Administering the Monitoring Services

Now that you have Prometheus, Node Exporter, cAdvisor and Grafana all running, here are best practices for administering these over the long term.

Persisting Prometheus Metrics History

By default Prometheus stores metrics locally on disk which limits capacity and durability. For production systems, use remote storage to retain history for longer trend analysis and capacity planning.

Popular long-term stores compatible with Prometheus include:

Azure Blob Storage
AWS S3
Google Cloud Storage
Thanos

Configure these under prometheus.yml‘s remote_write: and remote_read: sections.

Retaining Dashboard History in Grafana

To persist dashboard history across Grafana restarts, configure a database like PostgreSQL or MySQL under “Configuration – Data Sources – Grafana Database”. Sync monitoring dashboards to source control for version history.

Limiting Data Cardinality

Due to the high volume of per-container metrics possible, watch for metrics “cardinaltiy explosions”. Filter carefully with metric relabelling to control storage growth. Dropping less valuable metrics can improve performance.

Horizontal Sharding

To distribute load as environments grow larger, run multiple Prometheus pods in a StatefulSet with hashring or federation configurations. Similarly Grafana can be made highly available through replication controllers.

Summary

In this guide we have built a comprehensive monitoring stack for Docker hosts and container estates including:

Prometheus: Central metrics database scraping and storing container/host stats
cAdvisor: Gathering resource usage from running containers
Node Exporter: Harvesting OS and hardware metrics from servers
Grafana: Visualizing metrics through insightful dashboards

Together, these tools provide end-to-end visibility and alerts to detect anomalies across dynamic container environments.

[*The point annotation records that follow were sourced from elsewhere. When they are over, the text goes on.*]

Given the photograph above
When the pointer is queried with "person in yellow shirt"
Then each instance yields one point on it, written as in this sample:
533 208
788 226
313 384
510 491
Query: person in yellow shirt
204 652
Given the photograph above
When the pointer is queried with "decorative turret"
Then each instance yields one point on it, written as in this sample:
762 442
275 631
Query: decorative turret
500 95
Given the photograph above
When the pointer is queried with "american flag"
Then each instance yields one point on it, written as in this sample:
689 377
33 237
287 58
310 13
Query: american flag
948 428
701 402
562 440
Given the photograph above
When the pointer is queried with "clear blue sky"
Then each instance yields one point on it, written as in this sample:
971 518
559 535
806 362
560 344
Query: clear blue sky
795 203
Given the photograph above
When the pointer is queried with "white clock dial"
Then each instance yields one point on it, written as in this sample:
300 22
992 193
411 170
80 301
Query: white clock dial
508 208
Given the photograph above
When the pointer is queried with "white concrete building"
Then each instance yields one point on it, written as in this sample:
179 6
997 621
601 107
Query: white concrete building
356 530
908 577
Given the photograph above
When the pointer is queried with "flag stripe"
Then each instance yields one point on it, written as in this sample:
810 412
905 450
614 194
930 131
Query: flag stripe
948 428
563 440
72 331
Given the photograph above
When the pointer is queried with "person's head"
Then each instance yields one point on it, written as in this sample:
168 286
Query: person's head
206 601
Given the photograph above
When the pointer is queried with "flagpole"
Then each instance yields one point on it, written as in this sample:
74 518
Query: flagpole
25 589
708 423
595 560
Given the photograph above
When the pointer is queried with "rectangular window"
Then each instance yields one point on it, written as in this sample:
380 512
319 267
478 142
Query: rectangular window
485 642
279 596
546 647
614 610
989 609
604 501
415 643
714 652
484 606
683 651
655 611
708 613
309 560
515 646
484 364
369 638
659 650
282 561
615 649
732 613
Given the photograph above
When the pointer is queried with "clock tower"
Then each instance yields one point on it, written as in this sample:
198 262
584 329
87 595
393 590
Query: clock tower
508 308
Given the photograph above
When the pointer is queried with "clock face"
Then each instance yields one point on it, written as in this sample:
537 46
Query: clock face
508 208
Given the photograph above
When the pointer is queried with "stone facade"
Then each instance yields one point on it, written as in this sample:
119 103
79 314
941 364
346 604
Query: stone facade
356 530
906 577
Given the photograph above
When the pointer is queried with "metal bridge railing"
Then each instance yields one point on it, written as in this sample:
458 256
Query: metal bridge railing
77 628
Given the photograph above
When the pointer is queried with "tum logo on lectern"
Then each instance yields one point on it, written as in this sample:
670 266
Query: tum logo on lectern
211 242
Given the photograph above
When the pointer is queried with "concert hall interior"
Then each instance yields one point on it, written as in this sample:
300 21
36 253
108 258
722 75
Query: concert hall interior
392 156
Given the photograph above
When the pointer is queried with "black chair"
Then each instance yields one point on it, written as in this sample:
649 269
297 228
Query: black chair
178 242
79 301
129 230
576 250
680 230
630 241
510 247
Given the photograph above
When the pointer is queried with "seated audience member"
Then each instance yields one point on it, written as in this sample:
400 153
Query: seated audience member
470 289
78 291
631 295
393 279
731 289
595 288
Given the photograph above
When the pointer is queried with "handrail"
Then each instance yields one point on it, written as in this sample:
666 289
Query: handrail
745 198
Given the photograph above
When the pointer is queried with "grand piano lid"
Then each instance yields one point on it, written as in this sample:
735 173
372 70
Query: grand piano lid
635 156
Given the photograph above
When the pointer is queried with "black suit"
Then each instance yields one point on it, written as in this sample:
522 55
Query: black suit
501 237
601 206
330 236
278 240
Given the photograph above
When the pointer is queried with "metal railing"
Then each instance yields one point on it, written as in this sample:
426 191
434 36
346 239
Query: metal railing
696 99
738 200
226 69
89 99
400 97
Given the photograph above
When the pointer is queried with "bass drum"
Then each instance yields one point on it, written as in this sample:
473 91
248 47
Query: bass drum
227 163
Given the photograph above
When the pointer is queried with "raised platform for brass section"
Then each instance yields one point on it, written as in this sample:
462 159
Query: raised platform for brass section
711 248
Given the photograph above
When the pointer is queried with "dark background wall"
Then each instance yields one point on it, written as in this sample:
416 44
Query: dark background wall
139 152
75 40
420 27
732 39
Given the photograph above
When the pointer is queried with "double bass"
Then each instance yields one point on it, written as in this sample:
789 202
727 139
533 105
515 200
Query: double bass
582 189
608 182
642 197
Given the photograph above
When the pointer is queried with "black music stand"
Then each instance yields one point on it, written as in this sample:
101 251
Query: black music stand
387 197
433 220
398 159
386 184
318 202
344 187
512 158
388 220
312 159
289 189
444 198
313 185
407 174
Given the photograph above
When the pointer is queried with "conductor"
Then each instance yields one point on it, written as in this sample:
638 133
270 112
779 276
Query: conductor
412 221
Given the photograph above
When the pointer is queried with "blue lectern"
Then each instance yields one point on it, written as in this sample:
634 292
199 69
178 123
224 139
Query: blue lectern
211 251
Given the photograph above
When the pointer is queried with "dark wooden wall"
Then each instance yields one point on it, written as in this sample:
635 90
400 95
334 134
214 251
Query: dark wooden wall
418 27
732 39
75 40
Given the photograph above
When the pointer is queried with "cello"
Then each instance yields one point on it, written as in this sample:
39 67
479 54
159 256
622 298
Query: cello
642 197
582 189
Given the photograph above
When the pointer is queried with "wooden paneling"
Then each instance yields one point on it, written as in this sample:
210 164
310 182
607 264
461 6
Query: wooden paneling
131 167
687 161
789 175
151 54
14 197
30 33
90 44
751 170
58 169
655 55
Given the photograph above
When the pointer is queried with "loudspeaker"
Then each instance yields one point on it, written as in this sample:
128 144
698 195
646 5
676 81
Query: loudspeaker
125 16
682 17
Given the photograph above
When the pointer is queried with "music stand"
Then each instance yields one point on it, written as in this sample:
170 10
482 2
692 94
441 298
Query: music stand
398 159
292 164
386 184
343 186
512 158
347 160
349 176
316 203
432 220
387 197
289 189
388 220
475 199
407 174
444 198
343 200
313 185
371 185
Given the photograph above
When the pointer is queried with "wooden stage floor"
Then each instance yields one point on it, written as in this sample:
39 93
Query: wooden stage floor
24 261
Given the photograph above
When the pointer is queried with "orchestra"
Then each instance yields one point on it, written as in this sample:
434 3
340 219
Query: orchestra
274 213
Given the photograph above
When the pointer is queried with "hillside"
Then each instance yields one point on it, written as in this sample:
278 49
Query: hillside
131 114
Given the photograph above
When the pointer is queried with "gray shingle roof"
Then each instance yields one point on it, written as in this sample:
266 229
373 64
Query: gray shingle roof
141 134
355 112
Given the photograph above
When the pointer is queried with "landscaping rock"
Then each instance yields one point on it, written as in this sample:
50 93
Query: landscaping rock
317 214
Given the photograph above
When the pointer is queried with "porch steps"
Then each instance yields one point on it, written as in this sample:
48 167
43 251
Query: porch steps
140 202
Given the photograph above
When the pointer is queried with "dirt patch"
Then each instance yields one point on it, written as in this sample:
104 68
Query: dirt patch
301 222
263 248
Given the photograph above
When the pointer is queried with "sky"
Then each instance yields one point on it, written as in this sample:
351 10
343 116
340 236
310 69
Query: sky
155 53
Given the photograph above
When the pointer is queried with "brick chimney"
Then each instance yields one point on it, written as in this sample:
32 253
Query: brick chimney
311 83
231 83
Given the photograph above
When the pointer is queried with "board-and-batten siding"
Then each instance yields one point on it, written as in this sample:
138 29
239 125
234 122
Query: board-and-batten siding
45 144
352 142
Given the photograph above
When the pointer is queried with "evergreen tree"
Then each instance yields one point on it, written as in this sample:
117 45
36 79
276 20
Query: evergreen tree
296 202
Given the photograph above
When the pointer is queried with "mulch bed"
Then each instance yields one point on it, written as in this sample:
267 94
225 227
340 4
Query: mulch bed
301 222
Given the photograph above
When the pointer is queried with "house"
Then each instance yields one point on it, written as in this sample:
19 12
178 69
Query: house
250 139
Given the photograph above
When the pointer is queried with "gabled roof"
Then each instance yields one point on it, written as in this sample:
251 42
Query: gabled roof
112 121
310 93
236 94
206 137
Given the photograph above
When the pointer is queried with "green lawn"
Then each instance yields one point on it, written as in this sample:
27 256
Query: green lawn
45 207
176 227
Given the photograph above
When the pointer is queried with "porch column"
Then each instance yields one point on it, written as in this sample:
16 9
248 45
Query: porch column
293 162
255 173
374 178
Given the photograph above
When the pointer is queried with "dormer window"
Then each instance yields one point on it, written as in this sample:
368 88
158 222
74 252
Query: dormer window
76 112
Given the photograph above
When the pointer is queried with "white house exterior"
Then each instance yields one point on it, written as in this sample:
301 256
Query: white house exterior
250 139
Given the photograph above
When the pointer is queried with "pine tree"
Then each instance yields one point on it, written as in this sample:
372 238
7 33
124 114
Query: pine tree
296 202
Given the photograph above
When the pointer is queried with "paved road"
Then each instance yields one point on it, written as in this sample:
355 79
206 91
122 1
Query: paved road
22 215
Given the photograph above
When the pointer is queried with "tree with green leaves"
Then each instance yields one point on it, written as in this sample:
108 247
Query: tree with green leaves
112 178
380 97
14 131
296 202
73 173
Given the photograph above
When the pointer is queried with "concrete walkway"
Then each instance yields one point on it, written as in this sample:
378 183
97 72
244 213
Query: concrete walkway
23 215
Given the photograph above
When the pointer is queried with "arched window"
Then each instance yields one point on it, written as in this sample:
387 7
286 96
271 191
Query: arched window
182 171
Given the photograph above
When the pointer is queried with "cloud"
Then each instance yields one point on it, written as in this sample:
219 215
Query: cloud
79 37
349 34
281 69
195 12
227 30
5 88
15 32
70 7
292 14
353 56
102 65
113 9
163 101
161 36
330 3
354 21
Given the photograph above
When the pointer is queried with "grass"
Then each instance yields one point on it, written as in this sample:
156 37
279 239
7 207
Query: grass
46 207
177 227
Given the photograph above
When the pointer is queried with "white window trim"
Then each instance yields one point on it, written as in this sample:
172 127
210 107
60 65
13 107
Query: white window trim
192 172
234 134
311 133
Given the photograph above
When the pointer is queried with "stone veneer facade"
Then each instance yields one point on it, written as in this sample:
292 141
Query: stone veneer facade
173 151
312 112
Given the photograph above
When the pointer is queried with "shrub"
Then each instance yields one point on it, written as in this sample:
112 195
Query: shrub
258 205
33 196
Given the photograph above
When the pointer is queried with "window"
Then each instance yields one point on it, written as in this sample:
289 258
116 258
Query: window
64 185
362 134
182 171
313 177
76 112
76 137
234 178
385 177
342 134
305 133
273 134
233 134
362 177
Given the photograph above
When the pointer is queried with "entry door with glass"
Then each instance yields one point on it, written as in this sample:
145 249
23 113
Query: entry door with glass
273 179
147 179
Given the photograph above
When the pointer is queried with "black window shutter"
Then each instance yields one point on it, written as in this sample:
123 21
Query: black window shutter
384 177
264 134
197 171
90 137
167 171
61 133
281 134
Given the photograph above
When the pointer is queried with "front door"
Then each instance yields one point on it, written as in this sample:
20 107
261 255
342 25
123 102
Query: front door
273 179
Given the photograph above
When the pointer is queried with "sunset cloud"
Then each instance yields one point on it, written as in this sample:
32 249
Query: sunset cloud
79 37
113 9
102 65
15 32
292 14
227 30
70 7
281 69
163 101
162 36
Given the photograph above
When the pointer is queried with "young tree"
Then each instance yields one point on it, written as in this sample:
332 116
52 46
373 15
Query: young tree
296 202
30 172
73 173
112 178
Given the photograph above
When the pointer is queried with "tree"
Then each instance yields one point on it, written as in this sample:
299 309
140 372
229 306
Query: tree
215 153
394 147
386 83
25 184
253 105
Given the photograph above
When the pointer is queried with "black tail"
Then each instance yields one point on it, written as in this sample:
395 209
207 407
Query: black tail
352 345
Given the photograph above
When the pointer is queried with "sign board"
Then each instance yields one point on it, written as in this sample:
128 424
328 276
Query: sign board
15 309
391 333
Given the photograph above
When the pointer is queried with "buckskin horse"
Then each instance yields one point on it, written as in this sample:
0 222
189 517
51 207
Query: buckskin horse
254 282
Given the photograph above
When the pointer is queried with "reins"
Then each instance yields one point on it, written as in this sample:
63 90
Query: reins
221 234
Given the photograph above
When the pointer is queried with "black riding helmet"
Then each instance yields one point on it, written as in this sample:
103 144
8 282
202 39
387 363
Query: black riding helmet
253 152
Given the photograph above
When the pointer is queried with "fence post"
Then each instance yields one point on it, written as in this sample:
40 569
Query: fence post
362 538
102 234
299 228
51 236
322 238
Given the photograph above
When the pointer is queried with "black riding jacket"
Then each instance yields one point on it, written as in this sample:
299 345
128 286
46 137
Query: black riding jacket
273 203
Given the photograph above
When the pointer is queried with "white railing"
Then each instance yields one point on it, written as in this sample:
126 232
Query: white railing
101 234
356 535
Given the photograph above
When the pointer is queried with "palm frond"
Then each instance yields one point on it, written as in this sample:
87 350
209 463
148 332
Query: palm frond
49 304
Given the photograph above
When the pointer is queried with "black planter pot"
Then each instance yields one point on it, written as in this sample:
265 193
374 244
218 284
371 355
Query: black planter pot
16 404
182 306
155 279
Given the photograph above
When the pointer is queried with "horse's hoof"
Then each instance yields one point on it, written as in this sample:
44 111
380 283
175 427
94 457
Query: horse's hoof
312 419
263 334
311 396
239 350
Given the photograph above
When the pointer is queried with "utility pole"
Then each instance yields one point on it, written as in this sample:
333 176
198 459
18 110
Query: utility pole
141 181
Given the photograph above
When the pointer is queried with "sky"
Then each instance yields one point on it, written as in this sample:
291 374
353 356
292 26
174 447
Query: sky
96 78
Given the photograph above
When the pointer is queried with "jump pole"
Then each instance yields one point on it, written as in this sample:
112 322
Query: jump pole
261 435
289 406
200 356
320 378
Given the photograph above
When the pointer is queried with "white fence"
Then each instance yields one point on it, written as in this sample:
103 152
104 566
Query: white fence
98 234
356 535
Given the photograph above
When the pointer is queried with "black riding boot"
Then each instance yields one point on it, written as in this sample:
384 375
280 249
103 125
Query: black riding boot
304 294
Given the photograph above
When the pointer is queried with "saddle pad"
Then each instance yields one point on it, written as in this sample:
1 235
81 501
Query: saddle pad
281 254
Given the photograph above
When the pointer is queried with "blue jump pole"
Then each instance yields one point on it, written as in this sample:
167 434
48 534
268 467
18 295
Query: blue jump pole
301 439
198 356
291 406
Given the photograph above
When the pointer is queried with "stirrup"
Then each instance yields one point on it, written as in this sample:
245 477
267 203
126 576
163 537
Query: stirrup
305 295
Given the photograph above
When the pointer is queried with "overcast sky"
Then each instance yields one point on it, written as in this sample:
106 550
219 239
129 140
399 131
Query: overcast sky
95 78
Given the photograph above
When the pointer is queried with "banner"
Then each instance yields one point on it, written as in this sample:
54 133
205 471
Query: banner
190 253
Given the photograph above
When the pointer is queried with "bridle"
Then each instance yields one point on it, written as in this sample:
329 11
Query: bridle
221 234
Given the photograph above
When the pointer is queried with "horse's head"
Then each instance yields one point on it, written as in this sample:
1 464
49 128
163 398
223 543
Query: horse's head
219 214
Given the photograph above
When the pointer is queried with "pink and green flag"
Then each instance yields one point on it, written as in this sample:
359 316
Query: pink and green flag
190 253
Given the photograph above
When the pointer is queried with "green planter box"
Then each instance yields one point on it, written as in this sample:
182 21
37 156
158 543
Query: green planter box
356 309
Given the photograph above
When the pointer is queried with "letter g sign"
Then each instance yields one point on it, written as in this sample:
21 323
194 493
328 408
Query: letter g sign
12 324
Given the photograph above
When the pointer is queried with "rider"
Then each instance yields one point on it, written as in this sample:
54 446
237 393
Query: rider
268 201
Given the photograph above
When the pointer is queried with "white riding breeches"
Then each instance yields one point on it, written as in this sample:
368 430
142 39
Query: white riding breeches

Now that you have a working monitoring foundation, potential next steps include:

Integrating log data in Elasticsearch for correlate traces with metrics
Building alert rules and web hooks in Prometheus and Grafana
Autoscaling containers based on utilization with Kubernetes Horizontal Pod Autoscaler
Researching tools like Weave Scope or Lens for mapping containers to hosts

As you move containers and microservices to production, I hope this exploration into metrics, monitoring and visibility helps run infrastructure reliably! Let me know if you have any other questions.